PIPE scheme used as a commitment to polynomials scheme [KZG10].

7 Anonymous Private Polynomial Evaluation

In a practical scenario, the company does not allow anybody to interact freely with the computation server. The company distributes authentication keys to the clients, and the server uses a protocol to authenticate the client at the beginning of each interaction. It allows the server to verify that a client does not request to evaluate more than k points, where k is the degree of the polynomial. However, for a lot of applications, preserving the privacy of the clients is important. Guo et al. [GFLL15] propose an anonymous authentication mechanism for their scheme, which is broken and fixed by Gajera et al. [GND16].

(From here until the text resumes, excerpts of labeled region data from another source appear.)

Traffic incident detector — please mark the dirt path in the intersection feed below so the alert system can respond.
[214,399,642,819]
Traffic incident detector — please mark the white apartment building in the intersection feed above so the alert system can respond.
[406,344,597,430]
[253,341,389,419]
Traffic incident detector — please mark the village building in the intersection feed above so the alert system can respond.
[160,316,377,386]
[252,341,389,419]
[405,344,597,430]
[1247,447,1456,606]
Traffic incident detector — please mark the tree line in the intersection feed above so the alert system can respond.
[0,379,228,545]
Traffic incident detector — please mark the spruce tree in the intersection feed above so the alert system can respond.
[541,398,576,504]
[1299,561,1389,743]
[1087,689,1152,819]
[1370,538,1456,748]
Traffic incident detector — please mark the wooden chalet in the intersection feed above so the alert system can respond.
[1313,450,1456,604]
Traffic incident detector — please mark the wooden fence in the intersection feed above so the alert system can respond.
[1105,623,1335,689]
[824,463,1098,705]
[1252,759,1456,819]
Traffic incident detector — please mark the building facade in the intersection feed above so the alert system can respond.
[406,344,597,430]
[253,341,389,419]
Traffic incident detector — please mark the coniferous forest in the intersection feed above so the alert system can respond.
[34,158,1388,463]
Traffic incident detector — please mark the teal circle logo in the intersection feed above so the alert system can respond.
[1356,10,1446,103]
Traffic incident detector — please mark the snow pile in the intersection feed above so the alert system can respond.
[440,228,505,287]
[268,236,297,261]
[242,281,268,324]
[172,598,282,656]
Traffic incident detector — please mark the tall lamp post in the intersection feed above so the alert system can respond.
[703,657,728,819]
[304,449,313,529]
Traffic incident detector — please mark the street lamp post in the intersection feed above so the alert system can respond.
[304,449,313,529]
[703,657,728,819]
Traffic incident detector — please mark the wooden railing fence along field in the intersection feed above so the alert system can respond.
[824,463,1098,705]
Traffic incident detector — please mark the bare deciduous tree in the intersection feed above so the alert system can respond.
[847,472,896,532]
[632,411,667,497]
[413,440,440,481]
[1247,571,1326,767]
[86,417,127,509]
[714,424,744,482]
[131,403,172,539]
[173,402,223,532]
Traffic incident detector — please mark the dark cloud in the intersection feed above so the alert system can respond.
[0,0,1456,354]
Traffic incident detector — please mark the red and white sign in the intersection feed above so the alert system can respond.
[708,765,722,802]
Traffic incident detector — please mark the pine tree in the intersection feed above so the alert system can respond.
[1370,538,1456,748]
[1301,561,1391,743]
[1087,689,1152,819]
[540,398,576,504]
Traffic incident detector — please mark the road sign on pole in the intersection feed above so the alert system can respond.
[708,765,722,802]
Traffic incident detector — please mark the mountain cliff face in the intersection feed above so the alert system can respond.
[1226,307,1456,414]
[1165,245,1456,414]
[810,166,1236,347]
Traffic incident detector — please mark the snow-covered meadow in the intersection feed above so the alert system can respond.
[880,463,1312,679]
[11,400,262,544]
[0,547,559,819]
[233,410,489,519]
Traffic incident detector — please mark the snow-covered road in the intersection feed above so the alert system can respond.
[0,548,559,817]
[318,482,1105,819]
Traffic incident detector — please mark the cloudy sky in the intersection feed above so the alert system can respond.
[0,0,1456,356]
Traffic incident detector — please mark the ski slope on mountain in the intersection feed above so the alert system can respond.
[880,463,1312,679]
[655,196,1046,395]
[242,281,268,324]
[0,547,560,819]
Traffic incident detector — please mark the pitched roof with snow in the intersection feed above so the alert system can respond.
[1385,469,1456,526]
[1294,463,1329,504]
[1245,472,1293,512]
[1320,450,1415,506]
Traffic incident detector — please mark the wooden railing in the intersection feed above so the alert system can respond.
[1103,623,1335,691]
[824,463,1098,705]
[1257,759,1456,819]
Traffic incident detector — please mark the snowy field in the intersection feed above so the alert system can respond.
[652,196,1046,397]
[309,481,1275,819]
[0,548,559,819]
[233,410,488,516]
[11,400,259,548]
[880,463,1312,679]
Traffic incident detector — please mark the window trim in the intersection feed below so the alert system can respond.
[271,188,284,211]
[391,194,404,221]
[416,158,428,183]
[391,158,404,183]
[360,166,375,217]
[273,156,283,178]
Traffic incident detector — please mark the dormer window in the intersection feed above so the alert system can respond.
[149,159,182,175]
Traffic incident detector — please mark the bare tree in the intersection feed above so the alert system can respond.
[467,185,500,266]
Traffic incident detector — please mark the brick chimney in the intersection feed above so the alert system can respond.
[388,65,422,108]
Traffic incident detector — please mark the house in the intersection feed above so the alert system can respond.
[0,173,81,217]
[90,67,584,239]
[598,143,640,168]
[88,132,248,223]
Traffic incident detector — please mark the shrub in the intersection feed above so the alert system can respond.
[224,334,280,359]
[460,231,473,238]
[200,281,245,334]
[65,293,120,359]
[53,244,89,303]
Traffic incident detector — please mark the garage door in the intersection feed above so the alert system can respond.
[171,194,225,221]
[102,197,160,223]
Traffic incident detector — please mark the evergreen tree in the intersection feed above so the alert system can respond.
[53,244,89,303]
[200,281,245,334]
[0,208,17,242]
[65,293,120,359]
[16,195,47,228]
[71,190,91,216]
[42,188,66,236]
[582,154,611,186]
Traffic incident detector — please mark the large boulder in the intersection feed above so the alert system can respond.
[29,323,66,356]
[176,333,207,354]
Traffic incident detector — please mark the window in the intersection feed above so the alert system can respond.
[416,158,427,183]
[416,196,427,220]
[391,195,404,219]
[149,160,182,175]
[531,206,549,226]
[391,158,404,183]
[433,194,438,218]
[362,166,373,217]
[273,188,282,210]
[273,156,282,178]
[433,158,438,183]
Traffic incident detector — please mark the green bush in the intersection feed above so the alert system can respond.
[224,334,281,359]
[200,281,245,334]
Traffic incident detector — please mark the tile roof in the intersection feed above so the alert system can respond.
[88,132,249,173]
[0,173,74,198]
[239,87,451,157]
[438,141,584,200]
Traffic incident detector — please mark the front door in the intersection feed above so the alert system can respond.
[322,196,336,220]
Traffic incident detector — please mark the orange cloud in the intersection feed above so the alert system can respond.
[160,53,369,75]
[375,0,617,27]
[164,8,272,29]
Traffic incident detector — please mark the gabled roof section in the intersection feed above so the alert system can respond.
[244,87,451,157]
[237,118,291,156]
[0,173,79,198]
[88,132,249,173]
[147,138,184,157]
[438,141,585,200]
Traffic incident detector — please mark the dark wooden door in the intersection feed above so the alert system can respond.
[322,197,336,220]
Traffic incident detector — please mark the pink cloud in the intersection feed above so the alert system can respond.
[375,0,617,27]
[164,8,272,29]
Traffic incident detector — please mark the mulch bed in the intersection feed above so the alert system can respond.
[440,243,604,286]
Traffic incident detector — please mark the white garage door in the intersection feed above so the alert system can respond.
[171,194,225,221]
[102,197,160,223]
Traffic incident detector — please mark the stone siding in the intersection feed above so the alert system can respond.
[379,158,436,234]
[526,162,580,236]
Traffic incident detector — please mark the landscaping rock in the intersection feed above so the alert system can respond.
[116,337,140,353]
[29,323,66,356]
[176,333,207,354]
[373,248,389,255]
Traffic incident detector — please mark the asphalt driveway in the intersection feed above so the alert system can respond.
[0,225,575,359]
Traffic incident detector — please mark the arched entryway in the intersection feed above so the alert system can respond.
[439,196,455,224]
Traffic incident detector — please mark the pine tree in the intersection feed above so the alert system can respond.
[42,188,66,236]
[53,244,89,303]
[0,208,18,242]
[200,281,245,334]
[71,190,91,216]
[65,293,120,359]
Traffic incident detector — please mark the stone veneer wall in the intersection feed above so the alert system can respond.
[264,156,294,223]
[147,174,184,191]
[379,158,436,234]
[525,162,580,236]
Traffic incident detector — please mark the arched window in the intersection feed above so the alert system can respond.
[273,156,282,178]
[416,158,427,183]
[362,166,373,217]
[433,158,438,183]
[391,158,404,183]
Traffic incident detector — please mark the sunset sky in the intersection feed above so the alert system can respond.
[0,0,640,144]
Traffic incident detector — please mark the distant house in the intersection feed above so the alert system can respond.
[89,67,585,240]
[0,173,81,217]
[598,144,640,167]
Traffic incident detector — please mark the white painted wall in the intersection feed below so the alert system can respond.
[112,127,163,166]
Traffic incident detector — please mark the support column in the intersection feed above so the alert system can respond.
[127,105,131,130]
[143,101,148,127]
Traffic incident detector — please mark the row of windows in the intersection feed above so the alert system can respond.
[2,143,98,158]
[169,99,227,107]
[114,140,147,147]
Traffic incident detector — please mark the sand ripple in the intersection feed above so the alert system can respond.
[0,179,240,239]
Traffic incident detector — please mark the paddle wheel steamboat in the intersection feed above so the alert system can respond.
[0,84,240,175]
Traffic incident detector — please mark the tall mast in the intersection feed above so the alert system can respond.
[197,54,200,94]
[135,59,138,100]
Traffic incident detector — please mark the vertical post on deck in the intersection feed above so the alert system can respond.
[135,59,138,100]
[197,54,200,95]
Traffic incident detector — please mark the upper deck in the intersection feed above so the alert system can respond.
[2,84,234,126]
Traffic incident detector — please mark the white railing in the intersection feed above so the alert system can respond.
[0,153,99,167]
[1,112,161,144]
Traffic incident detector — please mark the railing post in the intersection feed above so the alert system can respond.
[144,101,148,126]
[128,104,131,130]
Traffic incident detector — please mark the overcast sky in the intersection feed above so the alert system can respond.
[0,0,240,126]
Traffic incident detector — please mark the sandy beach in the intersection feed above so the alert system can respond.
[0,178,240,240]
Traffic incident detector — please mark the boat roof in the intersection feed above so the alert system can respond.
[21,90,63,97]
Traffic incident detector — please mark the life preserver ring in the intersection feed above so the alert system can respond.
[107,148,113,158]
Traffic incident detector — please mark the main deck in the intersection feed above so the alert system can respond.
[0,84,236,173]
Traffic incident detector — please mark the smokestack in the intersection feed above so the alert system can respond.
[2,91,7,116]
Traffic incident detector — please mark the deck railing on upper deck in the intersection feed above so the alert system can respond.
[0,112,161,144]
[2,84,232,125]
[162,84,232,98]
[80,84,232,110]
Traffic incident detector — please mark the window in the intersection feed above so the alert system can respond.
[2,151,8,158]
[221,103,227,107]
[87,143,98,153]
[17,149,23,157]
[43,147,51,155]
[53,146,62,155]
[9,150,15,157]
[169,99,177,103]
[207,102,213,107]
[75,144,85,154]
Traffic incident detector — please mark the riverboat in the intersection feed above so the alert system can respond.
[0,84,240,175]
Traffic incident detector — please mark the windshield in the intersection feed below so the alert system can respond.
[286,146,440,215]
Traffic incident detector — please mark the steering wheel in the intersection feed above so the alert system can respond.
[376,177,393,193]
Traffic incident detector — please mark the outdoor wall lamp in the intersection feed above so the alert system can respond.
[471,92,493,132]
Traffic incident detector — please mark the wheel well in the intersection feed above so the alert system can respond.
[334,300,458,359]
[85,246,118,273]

We remark that anonymous authentication for PPE prevents the server from knowing how much points of the polynomial it gives to each client, leading to security issues. To solve this problem, we suggest that the server uses k-times anonymous authentication [TFS04]: this primitive allows a client to anonymously authenticate k times. If a client exceeds this limit, the server can identify him. Using such a scheme, the server can refuse to respond if the user requires more point evaluations than allowed, and the privacy of honest users is preserved.

8 Conclusion

In this paper, we gave a formal definition for a primitive called PPE. This primitive allows a company to delegate computations on a secret polynomial for users in a verifiable way. In essence, the user sends x and receives y from the server along with a proof of \(y = f(x)\); even though he does not know the polynomial f. We proposed a security model of indistinguishability against chosen function attack (\(\textsf {IND}\text {-}\textsf {CFA}\)) and we built a PPE scheme called \(\mathsf {PIPE}\) which is secure in this model. We proved that another scheme called \(\mathsf {PolyCommit_{Ped}}\) [KZG10] is \(\textsf {IND}\text {-}\textsf {CFA}\)-secure, and we compared it with \(\mathsf {PIPE}\). Moreover, we exhibited a critical flaw in two papers which proposed schemes tackling the same problem. In the future, we aim at designing a scheme that is pairing free and that uses constant size verification keys. Another possible extension is to add practical privacy mechanism to protect the data sent by the users.